I have been using mobile phones for years, but innovation seems limited to design, convergence and being able to access the web, stream videos, download music, access Facebook, MySpace, network, etc, etc. The basic way we use phones as a voice tool hasn’t changed, and sadly hasn’t been challenged until now.
However, there are enabling technologies out there that can make the dated mobile telephone more accessible.
One is already in place – visual voicemail on the iPhone.
This is brilliant. I can see all my saved voicemails as a list and just tap the one I want to listen to again. If I have 10 voicemails, I don’t have to listen to the first 9 before I get to the one I want to listen to – number 10. I know I can “skip” voicemails on a traditional phone, but I still have to start listening to each voicemail chronologically. Painful and unnecessary.
OK, I am fortunate to own an iPhone, but other mobile owners who don’t have such a great enabling piece of technology are limited by the old school telephony methods.
So, please, please, please invest in voice-to-text technology. It’s been around for years and is very good now. In fact, there are companies that are already offering this technology. You can pay a subscription fee to divert your voicemails to an automated service that listens to your message and converts it into a text message, and then forwards this to your cell phone. You can still dial in and listen to your voicemail but you also have a text message with a transcript.
Having an SMS is a brilliant enabler – it means you don’t have to listen to the voicemails (makes you more efficient), plus it also provides a mechanism where hard of hearing people can use a mobile more effectively. It also leverages mobile phones’ ability to recognise telephone numbers in SMS messages so you can quickly dial them, instead of needing pen and paper to jot down the number that your best friend just left you when you are in the middle of the park.

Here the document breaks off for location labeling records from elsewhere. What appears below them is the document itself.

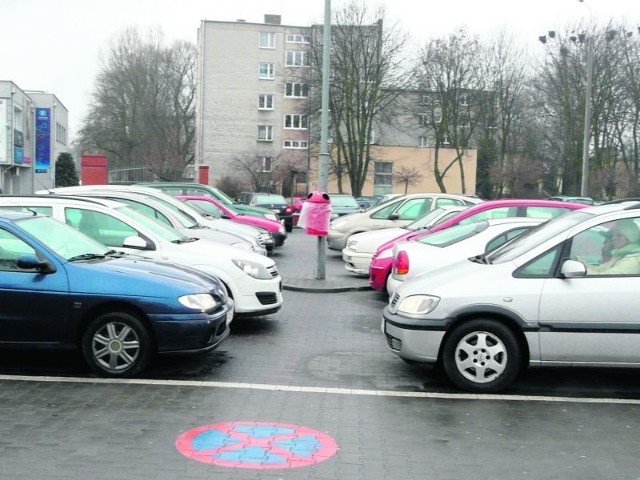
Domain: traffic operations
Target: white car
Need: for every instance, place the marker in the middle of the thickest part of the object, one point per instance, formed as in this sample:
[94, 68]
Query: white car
[451, 245]
[360, 247]
[556, 296]
[396, 212]
[252, 280]
[195, 218]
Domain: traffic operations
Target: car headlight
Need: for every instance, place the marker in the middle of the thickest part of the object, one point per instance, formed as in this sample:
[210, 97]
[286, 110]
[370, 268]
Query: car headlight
[245, 246]
[198, 301]
[418, 304]
[253, 269]
[387, 253]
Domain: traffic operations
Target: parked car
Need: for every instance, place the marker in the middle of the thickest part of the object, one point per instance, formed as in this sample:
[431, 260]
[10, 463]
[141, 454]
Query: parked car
[367, 201]
[393, 213]
[380, 267]
[178, 220]
[537, 301]
[63, 290]
[211, 206]
[448, 246]
[191, 217]
[271, 201]
[343, 204]
[190, 188]
[252, 280]
[360, 247]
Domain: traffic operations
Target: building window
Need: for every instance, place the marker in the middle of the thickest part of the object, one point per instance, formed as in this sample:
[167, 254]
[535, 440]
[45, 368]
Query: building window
[382, 178]
[265, 133]
[267, 71]
[265, 164]
[299, 144]
[265, 101]
[267, 40]
[291, 38]
[297, 59]
[297, 90]
[294, 121]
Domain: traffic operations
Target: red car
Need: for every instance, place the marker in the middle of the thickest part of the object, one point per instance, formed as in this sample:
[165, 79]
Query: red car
[382, 260]
[216, 208]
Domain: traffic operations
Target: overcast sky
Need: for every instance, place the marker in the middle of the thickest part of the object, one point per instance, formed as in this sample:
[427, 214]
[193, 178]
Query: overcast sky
[54, 45]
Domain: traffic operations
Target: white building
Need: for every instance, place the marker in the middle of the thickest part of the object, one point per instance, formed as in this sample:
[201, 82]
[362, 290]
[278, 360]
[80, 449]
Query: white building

It also helps busy execs access messages when they probably shouldn’t – quickly scanning an SMS while they’re in a meeting (at least they don’t have to nip out and listen to the message).
OK, OK, OK – I know you are going to tell me that companies like www.spinvox.com (from 20p per message) are already offering this in the UK, and www.hullomail.com (currently free) will be soon, but why does it take independent entrepreneurs to solve a problem that could easily be solved at source by the mobile operators? We also need sensible pricing – if I only got a few voicemails 20p per message doesn’t seem to bad, but you only need 5 a day and you’re spending a whole price plan again just to get SMS message conversions.
If you offered this service at source, as a mobile owner I could simply add your service to my existing talk plan and “job done”. I wouldn’t need to remember to dial a different message centre to receive my voicemails (if I wanted to listen to them), or have to check an email account to get at my MP3s. I could just hit the “check voicemail [1]” key and there they were. No reprogramming, no redirecting, just straight through. Plus I get the text messages.
So, dear mobile operator, why aren’t you offering this service yet?
It’s 2008 and there are so many enabling technologies, but there is such a lack of integrated enabling technologies. Please hurry up and make our lives simpler!